Title : A nested case-control study of plasma-based extracellular vesicles biomarkers of Alzheimer’s disease
Abstract:
Determining a non-invasive, serum-based diagnostic panel for early diagnosis of Alzheimer’s disease (AD) played a significant role in the prevention and treatment of AD. Extracellular vesicles (EVs) can cross the blood–brain barrier and may provide a source for AD biomarkers. This study was carried out based on the AD high-risk population cohort in Zhejiang province enrolled from May 1st to June 30th, 2023. We investigated plasma-derived EV proteins for AD biomarkers from 25 AD patients and 25 healthy controls. The data collected included demographic characteristics such as gender, age, body mass index (BMI) and so on. Cognitive function scale information, such as MMSE, MoCA. Images detect information, such as positron emission tomography (PET), brain computed tomography (CT) or magnetic resonance imaging (MRI) scans.
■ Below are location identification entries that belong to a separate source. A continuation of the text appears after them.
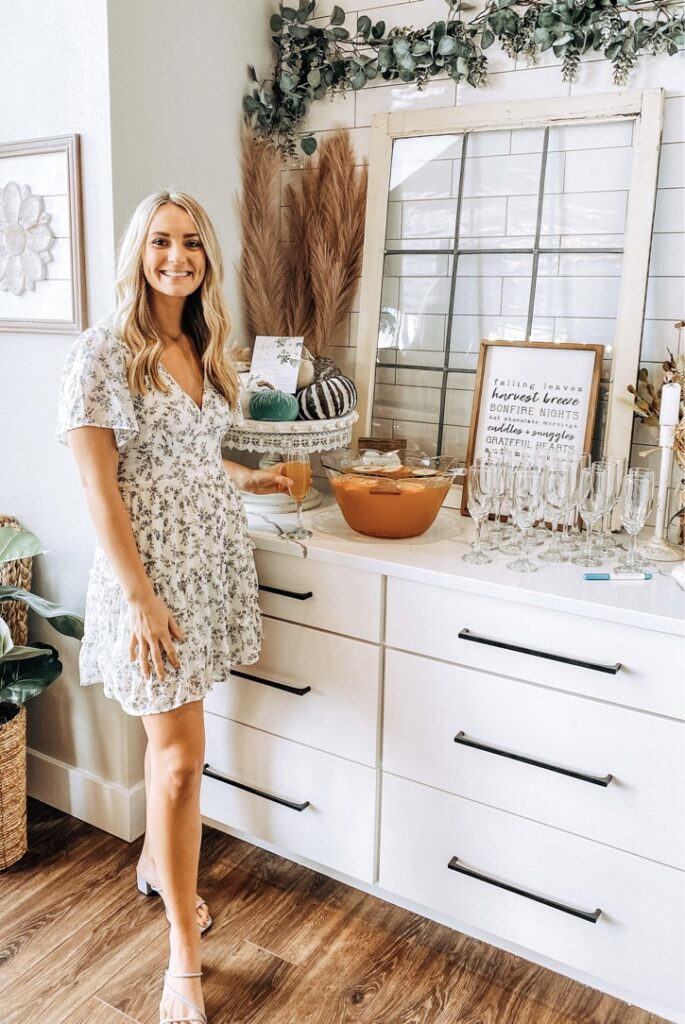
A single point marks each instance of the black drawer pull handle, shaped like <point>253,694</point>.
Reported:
<point>591,915</point>
<point>250,788</point>
<point>297,690</point>
<point>611,670</point>
<point>287,593</point>
<point>604,780</point>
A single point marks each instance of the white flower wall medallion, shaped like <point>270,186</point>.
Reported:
<point>25,239</point>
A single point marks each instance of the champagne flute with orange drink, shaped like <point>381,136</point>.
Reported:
<point>298,470</point>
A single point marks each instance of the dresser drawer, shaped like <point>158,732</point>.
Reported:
<point>637,941</point>
<point>313,687</point>
<point>327,813</point>
<point>649,676</point>
<point>638,757</point>
<point>330,597</point>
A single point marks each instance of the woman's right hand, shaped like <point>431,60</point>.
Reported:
<point>153,630</point>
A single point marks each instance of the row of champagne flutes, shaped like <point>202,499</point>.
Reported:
<point>534,491</point>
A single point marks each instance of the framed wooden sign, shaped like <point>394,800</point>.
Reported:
<point>533,396</point>
<point>42,263</point>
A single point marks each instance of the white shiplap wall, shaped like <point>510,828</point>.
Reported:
<point>514,80</point>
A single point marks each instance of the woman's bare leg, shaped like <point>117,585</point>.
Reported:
<point>146,866</point>
<point>176,741</point>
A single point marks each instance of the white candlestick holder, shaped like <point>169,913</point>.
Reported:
<point>658,549</point>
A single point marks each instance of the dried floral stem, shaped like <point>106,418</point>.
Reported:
<point>262,267</point>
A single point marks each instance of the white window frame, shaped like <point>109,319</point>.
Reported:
<point>645,107</point>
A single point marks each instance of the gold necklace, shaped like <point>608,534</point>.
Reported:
<point>172,337</point>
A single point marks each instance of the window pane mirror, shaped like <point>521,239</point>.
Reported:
<point>491,222</point>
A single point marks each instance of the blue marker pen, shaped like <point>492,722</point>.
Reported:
<point>616,576</point>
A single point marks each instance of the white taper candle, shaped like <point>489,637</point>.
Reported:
<point>670,408</point>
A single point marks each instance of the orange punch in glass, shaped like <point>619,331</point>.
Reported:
<point>298,470</point>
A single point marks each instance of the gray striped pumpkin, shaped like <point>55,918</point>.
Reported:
<point>327,398</point>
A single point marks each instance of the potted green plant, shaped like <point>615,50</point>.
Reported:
<point>25,672</point>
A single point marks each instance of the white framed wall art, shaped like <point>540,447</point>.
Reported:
<point>42,276</point>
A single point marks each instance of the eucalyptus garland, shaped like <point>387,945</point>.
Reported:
<point>315,60</point>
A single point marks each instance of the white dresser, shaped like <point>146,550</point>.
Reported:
<point>504,755</point>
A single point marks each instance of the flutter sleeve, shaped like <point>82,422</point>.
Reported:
<point>93,388</point>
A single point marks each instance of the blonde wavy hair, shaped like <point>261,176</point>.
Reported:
<point>206,318</point>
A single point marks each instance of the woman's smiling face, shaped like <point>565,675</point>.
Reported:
<point>173,258</point>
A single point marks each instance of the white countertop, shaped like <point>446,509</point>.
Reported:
<point>436,558</point>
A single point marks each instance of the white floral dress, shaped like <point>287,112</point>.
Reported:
<point>188,522</point>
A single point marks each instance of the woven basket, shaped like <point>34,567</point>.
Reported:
<point>13,788</point>
<point>13,733</point>
<point>15,573</point>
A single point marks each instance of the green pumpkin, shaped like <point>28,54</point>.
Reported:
<point>272,404</point>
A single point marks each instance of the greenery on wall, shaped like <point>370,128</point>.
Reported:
<point>317,60</point>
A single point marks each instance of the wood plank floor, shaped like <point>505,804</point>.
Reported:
<point>80,945</point>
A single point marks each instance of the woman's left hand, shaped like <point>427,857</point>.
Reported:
<point>267,481</point>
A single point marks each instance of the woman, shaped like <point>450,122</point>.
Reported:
<point>145,398</point>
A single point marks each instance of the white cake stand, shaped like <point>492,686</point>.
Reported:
<point>272,438</point>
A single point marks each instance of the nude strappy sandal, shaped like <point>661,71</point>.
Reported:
<point>147,889</point>
<point>200,1018</point>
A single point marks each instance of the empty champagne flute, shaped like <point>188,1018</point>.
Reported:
<point>526,508</point>
<point>592,503</point>
<point>298,470</point>
<point>479,502</point>
<point>489,475</point>
<point>615,467</point>
<point>558,491</point>
<point>637,494</point>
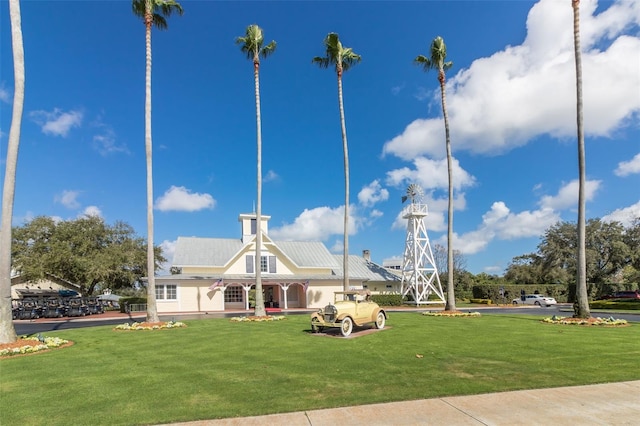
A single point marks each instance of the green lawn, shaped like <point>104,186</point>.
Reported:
<point>215,368</point>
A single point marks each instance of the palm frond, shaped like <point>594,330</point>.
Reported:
<point>323,62</point>
<point>268,49</point>
<point>336,54</point>
<point>159,9</point>
<point>252,43</point>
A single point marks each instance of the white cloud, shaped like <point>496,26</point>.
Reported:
<point>57,122</point>
<point>395,90</point>
<point>4,95</point>
<point>625,215</point>
<point>68,198</point>
<point>372,194</point>
<point>567,196</point>
<point>626,168</point>
<point>532,89</point>
<point>337,247</point>
<point>317,225</point>
<point>91,211</point>
<point>431,174</point>
<point>179,198</point>
<point>105,142</point>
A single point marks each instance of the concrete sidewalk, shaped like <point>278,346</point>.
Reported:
<point>605,404</point>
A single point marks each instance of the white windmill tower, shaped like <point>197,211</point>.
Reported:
<point>419,272</point>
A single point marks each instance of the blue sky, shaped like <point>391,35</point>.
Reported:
<point>510,96</point>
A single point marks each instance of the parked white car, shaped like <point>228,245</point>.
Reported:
<point>535,299</point>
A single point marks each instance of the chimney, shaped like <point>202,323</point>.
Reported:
<point>367,255</point>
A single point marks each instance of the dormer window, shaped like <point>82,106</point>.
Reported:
<point>267,264</point>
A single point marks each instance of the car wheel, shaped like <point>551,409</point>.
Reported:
<point>346,326</point>
<point>380,320</point>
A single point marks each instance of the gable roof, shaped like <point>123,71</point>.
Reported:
<point>195,251</point>
<point>214,252</point>
<point>366,269</point>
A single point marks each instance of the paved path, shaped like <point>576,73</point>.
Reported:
<point>614,404</point>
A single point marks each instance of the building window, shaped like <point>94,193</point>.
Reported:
<point>167,292</point>
<point>234,294</point>
<point>267,264</point>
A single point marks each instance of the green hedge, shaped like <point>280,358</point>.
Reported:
<point>492,291</point>
<point>481,301</point>
<point>127,301</point>
<point>387,299</point>
<point>628,304</point>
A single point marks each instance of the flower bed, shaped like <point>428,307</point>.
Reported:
<point>611,322</point>
<point>29,345</point>
<point>258,319</point>
<point>451,314</point>
<point>149,325</point>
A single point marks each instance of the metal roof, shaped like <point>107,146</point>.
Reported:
<point>194,251</point>
<point>307,253</point>
<point>216,252</point>
<point>370,271</point>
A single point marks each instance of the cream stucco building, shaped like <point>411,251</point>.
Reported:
<point>217,274</point>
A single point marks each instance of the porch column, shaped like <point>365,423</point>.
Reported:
<point>246,288</point>
<point>285,287</point>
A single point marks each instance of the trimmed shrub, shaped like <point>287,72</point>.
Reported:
<point>628,304</point>
<point>128,301</point>
<point>512,291</point>
<point>387,299</point>
<point>482,301</point>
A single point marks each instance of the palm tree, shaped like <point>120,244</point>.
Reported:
<point>153,13</point>
<point>7,330</point>
<point>437,61</point>
<point>253,46</point>
<point>582,300</point>
<point>343,58</point>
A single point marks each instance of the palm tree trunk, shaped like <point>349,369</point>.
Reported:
<point>451,298</point>
<point>345,148</point>
<point>259,309</point>
<point>152,309</point>
<point>7,330</point>
<point>582,298</point>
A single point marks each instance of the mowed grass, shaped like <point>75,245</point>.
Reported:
<point>215,368</point>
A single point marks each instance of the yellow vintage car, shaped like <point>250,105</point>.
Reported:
<point>349,308</point>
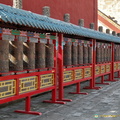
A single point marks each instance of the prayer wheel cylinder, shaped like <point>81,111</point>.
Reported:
<point>16,55</point>
<point>4,56</point>
<point>74,54</point>
<point>110,56</point>
<point>98,54</point>
<point>80,54</point>
<point>67,55</point>
<point>29,55</point>
<point>40,55</point>
<point>119,53</point>
<point>115,54</point>
<point>105,52</point>
<point>49,55</point>
<point>90,55</point>
<point>102,54</point>
<point>85,54</point>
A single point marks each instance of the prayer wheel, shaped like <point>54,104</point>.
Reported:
<point>80,54</point>
<point>40,55</point>
<point>29,55</point>
<point>4,56</point>
<point>49,55</point>
<point>85,54</point>
<point>89,54</point>
<point>102,54</point>
<point>16,55</point>
<point>105,52</point>
<point>115,53</point>
<point>67,54</point>
<point>74,54</point>
<point>98,54</point>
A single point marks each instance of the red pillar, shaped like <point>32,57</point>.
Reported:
<point>60,68</point>
<point>92,81</point>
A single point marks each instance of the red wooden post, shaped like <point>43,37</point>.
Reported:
<point>92,81</point>
<point>60,73</point>
<point>54,91</point>
<point>111,76</point>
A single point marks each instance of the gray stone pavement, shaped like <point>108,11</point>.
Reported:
<point>104,103</point>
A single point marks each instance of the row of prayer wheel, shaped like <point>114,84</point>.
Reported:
<point>103,53</point>
<point>116,52</point>
<point>19,56</point>
<point>77,54</point>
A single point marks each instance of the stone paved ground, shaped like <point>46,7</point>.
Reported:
<point>103,102</point>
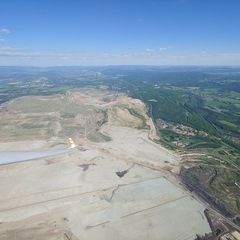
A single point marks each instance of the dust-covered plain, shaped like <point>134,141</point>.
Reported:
<point>118,183</point>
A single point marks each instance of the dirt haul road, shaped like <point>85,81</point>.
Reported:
<point>116,184</point>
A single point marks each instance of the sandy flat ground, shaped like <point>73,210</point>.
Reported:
<point>80,194</point>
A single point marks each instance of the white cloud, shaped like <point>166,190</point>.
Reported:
<point>163,49</point>
<point>4,30</point>
<point>18,56</point>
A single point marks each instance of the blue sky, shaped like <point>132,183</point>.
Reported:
<point>99,32</point>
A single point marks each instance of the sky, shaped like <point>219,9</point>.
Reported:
<point>119,32</point>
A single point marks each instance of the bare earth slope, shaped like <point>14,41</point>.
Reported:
<point>116,184</point>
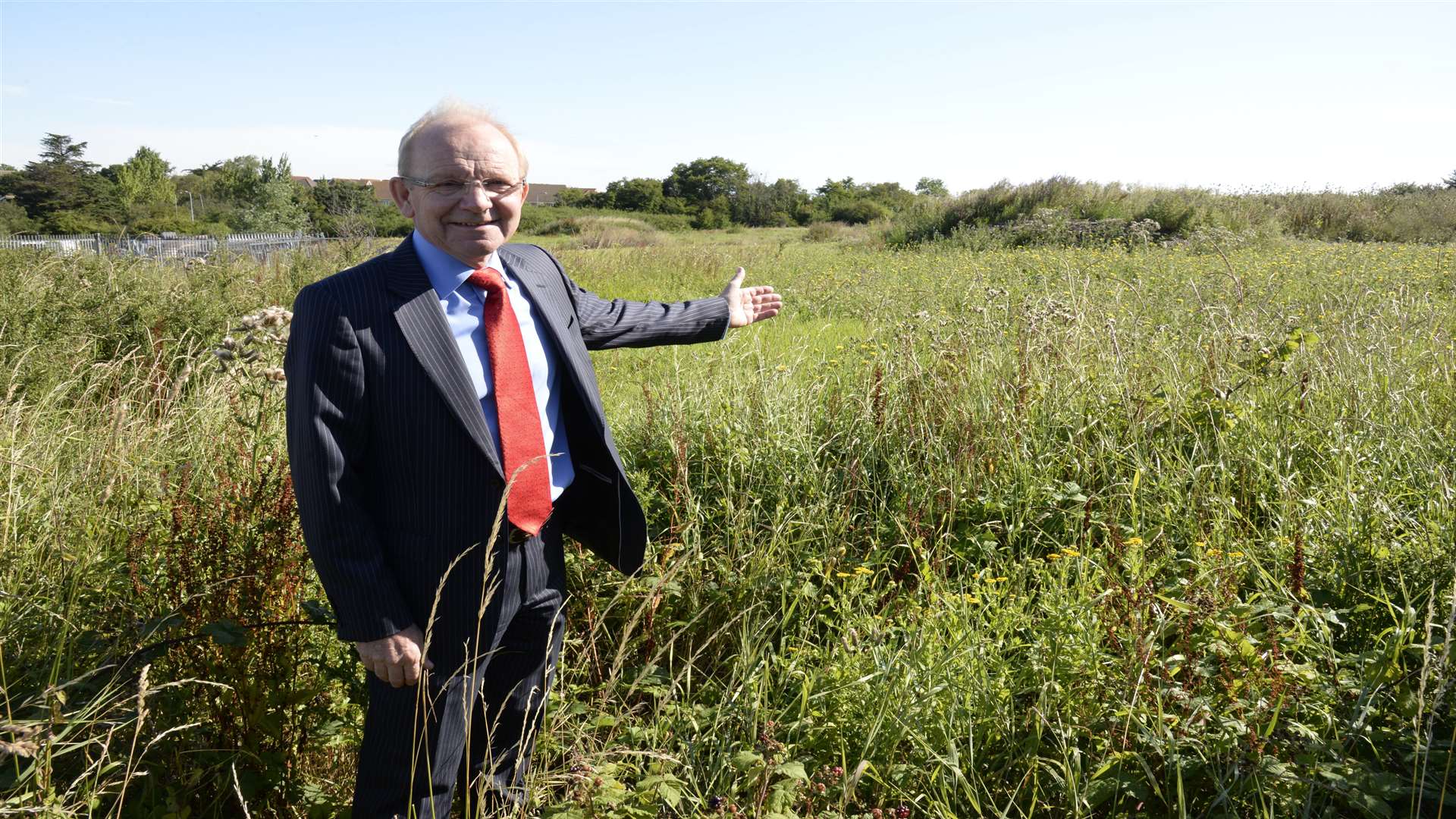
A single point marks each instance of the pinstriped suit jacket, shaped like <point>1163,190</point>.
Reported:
<point>392,461</point>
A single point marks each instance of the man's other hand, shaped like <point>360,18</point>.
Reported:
<point>747,305</point>
<point>397,659</point>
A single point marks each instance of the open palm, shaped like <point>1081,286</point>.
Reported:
<point>747,305</point>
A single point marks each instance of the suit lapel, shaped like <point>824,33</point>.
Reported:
<point>435,347</point>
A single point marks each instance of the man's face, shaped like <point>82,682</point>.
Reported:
<point>472,224</point>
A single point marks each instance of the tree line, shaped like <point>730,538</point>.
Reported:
<point>63,193</point>
<point>718,191</point>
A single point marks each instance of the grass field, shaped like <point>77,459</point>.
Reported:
<point>1036,532</point>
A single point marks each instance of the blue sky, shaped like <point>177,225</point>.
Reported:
<point>1228,95</point>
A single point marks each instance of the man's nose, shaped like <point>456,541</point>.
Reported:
<point>475,197</point>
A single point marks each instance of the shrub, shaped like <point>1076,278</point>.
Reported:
<point>821,232</point>
<point>858,212</point>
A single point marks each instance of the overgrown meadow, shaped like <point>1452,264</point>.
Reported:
<point>1165,531</point>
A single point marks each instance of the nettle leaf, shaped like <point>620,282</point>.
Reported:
<point>747,760</point>
<point>792,770</point>
<point>319,613</point>
<point>226,632</point>
<point>158,626</point>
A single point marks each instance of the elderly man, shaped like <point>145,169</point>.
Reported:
<point>421,385</point>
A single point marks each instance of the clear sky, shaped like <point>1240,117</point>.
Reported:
<point>1299,95</point>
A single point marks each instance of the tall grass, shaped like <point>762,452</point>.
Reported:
<point>1027,532</point>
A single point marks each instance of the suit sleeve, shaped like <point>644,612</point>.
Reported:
<point>619,322</point>
<point>328,442</point>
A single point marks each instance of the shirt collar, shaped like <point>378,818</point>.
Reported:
<point>447,273</point>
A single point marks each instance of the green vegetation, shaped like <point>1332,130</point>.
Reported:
<point>61,193</point>
<point>1021,532</point>
<point>1065,212</point>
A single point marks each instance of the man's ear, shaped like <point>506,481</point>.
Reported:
<point>400,191</point>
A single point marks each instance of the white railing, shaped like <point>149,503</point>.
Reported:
<point>172,248</point>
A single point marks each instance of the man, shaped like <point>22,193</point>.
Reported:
<point>419,384</point>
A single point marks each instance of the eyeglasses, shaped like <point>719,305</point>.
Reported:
<point>455,188</point>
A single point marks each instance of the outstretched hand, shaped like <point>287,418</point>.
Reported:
<point>747,305</point>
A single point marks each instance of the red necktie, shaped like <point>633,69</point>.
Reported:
<point>517,414</point>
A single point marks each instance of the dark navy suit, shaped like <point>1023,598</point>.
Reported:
<point>398,485</point>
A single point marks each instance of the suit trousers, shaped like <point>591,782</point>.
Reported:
<point>471,727</point>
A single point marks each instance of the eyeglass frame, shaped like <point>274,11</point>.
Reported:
<point>435,187</point>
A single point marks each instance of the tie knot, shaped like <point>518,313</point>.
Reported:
<point>487,279</point>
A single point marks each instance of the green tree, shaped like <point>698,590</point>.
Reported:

The EV research adherence to the most up-to-date guidelines outlined by the International Society for Extracellular Vesicles in the MISEV guidelines. EV purification was performed using EVlent™, the exosomes obtained by ultracentrifugation were extracted and diluted with 5 μL to 10 μL for sample detection. The results of transmission electron microscopy, nanoparticle tracking and western Blot analysis data were obtained. LC-MS/MS analysis was performed using timsTOF Pro mass spectrometry (Bruker) coupled with Nanoelute (Bruker). Ensemble-based feature selection and machine learning method was used to screen and verify biomarkers, ROC curve analysis was used to determine the performance. In this study, 4 EV biomarkers were found especially relevant for AD, including that PRKCSH (0.84, 0.82-0.90) which was up-regulated and ANGPT1 (0.90, 0.87-0.94), NCKAP1 (0.93, 0.90-0.99), FLJ78516 (0.90, 0.87-0.97) which were down-regulated. Based on the selected biomarkers to construct a risk diagnostic model for AD in the elderly, the AUC of the ROC was 0.87 (95% CI = 0.83–0.91), 0.87 (95% CI = 0.83–0.90), 0.88 (95% CI = 0.85–0.92) by LR, SVM, and RF, respectively. When the cutoff was 0.55, the accuracy determined by Youden’s index, and they were 0.55, 0.85, 0.91, and 0.89, respectively. Our study developed an approach including of EVs protein biomarkers, that could be used to distinguish AD from control candidates, thus providing an additional approach that can be used to complement classical diagnosis methods.